前回のコラムでは、受験の追い込み時期に成績が下がってしまった時、
励ましの声がけのコツとして、心から「大丈夫」だと信じ抜くことをお伝えしました。

落ち込んだ時にこそ家族の支えが力になる -教育コーチングの視点-

ほかにも、過去の成功体験にアクセスするという手法もあります。

「あの時うまくいったのは、何があったからだと思う?」

「落ち込みから抜け出すために、この前はどうしたんだっけ?」

子どもが過去の成功体験を思い起こせるような問いかけをすることで、
自分で乗り越えられた経験を思い出させてあげるのです。

しかし、時々こういうことが起こります。
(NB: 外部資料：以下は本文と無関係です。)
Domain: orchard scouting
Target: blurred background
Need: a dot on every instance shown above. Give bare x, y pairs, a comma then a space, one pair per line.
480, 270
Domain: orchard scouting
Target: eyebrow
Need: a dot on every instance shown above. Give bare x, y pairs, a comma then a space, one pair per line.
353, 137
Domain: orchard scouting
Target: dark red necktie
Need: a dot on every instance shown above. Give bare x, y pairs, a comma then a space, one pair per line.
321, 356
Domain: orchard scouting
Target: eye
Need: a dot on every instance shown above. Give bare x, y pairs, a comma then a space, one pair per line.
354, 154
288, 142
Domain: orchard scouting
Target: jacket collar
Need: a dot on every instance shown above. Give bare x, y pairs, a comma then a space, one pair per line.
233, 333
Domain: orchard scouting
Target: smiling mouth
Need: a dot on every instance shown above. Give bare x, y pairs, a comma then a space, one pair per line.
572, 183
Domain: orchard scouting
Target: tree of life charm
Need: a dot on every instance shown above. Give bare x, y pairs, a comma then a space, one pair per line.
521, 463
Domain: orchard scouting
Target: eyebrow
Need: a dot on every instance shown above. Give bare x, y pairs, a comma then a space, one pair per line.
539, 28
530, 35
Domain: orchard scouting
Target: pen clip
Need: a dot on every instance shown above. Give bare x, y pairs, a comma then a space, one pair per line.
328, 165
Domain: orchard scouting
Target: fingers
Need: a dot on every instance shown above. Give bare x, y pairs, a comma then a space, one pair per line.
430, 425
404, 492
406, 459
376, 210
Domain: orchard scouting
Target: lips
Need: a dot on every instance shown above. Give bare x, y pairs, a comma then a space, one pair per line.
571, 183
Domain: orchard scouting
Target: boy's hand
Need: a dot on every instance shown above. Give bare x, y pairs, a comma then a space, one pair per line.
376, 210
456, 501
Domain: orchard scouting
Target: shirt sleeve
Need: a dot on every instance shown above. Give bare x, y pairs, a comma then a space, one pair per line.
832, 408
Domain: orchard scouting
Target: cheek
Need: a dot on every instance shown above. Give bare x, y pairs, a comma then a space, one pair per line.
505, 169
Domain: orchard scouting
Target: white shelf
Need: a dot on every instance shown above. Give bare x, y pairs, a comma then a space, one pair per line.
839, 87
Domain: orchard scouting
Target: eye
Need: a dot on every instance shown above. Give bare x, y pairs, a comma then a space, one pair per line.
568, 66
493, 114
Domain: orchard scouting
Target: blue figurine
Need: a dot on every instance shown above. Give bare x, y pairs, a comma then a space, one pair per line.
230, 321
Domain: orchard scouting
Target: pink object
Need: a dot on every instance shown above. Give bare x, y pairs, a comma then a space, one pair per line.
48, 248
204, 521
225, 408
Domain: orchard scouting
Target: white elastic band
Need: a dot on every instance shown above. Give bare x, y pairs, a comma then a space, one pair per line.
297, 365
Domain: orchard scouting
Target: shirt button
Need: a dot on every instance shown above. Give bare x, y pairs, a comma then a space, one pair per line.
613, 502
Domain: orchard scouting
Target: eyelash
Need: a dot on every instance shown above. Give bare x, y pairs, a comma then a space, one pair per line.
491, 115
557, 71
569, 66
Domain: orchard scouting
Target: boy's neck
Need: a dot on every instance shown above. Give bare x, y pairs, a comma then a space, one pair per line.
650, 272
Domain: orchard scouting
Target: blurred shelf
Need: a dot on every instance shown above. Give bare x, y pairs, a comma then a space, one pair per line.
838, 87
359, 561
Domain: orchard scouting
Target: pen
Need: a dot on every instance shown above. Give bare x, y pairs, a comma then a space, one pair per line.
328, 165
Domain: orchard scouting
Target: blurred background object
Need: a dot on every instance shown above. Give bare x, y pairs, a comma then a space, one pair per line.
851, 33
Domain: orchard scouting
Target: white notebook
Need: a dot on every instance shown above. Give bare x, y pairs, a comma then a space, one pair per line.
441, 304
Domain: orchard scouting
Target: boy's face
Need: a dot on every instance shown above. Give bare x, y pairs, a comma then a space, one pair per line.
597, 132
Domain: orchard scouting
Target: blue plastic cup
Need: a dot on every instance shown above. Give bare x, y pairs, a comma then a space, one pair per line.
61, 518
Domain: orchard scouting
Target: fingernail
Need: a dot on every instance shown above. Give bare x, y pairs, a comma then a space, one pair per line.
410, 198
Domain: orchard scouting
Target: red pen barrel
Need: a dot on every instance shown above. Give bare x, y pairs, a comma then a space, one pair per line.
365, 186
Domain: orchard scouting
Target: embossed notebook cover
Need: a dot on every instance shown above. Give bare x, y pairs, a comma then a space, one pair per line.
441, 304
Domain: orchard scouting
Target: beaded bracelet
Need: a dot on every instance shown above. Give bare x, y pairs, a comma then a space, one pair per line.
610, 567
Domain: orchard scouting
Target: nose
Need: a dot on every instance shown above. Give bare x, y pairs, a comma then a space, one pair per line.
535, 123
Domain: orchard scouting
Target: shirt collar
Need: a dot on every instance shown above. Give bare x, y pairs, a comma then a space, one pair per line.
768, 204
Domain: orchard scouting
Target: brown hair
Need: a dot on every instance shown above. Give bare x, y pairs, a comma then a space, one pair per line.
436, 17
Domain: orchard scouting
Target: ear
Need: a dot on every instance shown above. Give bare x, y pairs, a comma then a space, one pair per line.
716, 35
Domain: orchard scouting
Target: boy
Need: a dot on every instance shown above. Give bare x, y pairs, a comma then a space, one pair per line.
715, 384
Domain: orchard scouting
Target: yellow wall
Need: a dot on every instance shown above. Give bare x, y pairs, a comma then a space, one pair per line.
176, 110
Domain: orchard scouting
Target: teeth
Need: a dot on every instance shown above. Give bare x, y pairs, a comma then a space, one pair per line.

勉強は頑張っているのだけれど、
実際のところ成績はあまり上がっていない。「大丈夫」だと信じてあげたいし、
そう声をかけて勇気づけてあげたい。でも、過去を振り返っても

「あの時もこうだったから」

と、ピックアップできるような成功体験が見つけられない……。

そういう時には、お母さんやお父さんの成功体験を語るだけでも効果はあります。
ただし、この場合にはちょっとした注意が必要です。

1つは、ただの自慢話にならないようにすること。
もう1つは「お母さん(お父さん)にも同じような経験があるよ。

その時はとても落ち込んだけれど、◯◯◯な気持ちになったらまた頑張れた

というような一般論にならないようにすること、です。

気持ちを切り替えられたキッカケのこと
(誰に何を言われた、手にした漫画や本にこう書いてあった)
や、もう一踏ん張りしたからこそ得られたものがなんなのかなど、
できるだけ具体的なエピソードを交え、子どもの心に届くような、
なんらかのキッカケを与えられるような言葉を選び、

彼・彼女が再び前を向いて進めるような環境を整えてあげてください。